To examine whether irradiation of the CNS induces cell death or proliferation of parenchymal cells, histopathological changes following irradiation were investigated in more detail (Fig. 4). Unprotected BM chimeras received intraperitoneal injections of 100 μg of BrdU every second day starting on day 0 after irradiation, and the brains were analyzed 0, 2, 4, 8, and 16 d post-irradiation. We did not observe any apoptotic TUNEL+ or proliferating Ki-67+ (TEC-3) or BrdU+ cells in the cerebellum, suggesting that these events are obviously not induced when cytokine mRNA levels peak in the brains following irradiation, as described previously (Mildner et al., 2007).
To determine whether irradiation-induced changes of brain homeostasis affect Aβ burden and APP processing, we examined β-amyloid content in brain lysates from protected and unprotected CCR2+/+GFP → APPswe/PS1 BM chimeric mice (Fig. 5A).
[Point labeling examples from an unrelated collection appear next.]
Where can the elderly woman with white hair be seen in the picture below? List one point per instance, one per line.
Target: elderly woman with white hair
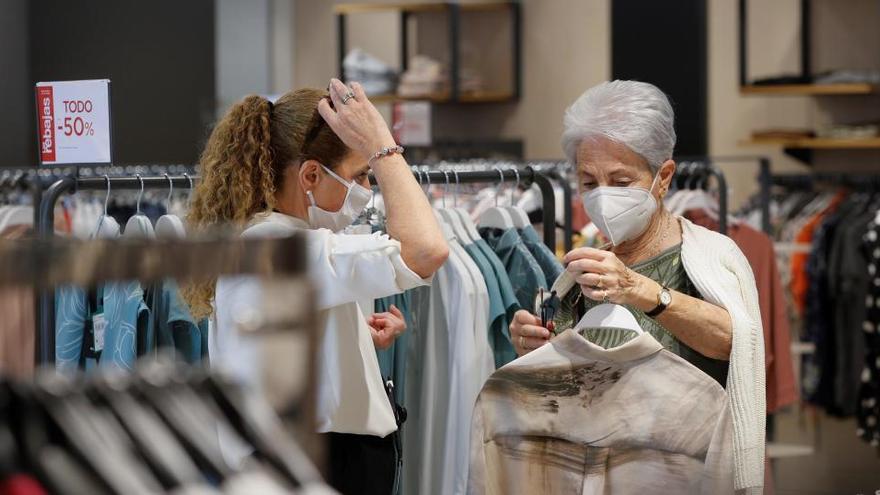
(690, 288)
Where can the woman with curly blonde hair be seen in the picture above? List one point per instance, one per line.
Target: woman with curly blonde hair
(302, 164)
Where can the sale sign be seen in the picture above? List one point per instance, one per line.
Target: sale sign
(73, 122)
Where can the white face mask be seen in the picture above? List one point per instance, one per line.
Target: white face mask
(356, 199)
(621, 213)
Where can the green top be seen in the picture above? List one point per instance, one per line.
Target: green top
(667, 270)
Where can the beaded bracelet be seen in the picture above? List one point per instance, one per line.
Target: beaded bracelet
(385, 152)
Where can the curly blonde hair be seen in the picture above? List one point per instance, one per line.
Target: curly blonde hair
(244, 162)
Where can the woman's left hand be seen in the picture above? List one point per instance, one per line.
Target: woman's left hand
(386, 327)
(603, 277)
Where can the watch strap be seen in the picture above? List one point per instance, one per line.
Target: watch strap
(661, 307)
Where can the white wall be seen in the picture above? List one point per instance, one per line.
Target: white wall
(254, 48)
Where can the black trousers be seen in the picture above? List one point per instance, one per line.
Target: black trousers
(361, 464)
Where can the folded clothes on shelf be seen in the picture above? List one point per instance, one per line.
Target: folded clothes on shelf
(849, 76)
(375, 76)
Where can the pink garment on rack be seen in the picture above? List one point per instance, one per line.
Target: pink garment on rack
(758, 249)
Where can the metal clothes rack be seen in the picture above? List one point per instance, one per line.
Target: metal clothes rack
(45, 227)
(527, 176)
(44, 224)
(702, 171)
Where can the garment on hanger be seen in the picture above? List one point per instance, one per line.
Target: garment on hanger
(868, 405)
(550, 265)
(18, 321)
(174, 326)
(573, 417)
(758, 249)
(108, 327)
(668, 268)
(524, 271)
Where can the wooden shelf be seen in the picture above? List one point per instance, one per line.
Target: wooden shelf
(819, 143)
(811, 89)
(481, 97)
(361, 8)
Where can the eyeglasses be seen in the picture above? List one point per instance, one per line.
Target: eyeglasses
(548, 308)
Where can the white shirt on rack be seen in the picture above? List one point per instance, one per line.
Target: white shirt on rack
(471, 363)
(344, 269)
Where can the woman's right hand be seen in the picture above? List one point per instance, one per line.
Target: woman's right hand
(357, 122)
(527, 333)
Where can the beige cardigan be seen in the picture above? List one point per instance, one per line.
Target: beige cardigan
(724, 277)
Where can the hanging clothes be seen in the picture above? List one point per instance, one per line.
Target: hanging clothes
(572, 417)
(667, 269)
(868, 410)
(499, 335)
(174, 326)
(106, 328)
(18, 320)
(758, 249)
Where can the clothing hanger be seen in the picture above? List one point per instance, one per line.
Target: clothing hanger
(170, 226)
(196, 427)
(139, 226)
(256, 422)
(519, 215)
(107, 227)
(463, 215)
(452, 218)
(91, 437)
(609, 316)
(497, 217)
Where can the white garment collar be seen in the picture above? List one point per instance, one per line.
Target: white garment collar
(639, 347)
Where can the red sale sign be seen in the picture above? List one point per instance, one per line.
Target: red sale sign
(46, 117)
(74, 122)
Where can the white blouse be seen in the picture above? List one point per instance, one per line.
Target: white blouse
(345, 269)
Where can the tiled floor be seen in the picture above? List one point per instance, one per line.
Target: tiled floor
(841, 465)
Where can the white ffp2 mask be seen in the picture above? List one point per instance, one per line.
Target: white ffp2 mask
(356, 199)
(620, 213)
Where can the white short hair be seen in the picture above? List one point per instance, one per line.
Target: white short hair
(635, 114)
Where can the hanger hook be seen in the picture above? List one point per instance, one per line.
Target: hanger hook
(140, 194)
(455, 191)
(170, 189)
(445, 191)
(500, 183)
(107, 197)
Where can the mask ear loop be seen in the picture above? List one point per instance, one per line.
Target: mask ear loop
(140, 195)
(500, 184)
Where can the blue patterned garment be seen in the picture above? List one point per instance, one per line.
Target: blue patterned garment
(175, 327)
(551, 266)
(128, 321)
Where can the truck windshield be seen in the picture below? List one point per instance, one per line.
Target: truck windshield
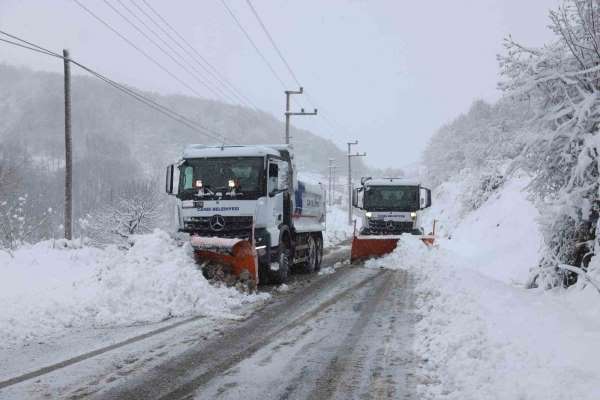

Surprisingly, the amount of insoluble Aβ1–40 and Aβ1–42 was significantly reduced after brain irradiation, while soluble Aβ1–40 and Aβ1–42 remained unchanged. Importantly, the levels of full-length APP and β-CTF were comparable between both groups, suggesting that brain irradiation might inhibit the degradation/clearance of fibrillar insoluble Aβ1–40 and Aβ1–42 by mononuclear phagocytes, rather than altering the processing of APP (Fig. 5B).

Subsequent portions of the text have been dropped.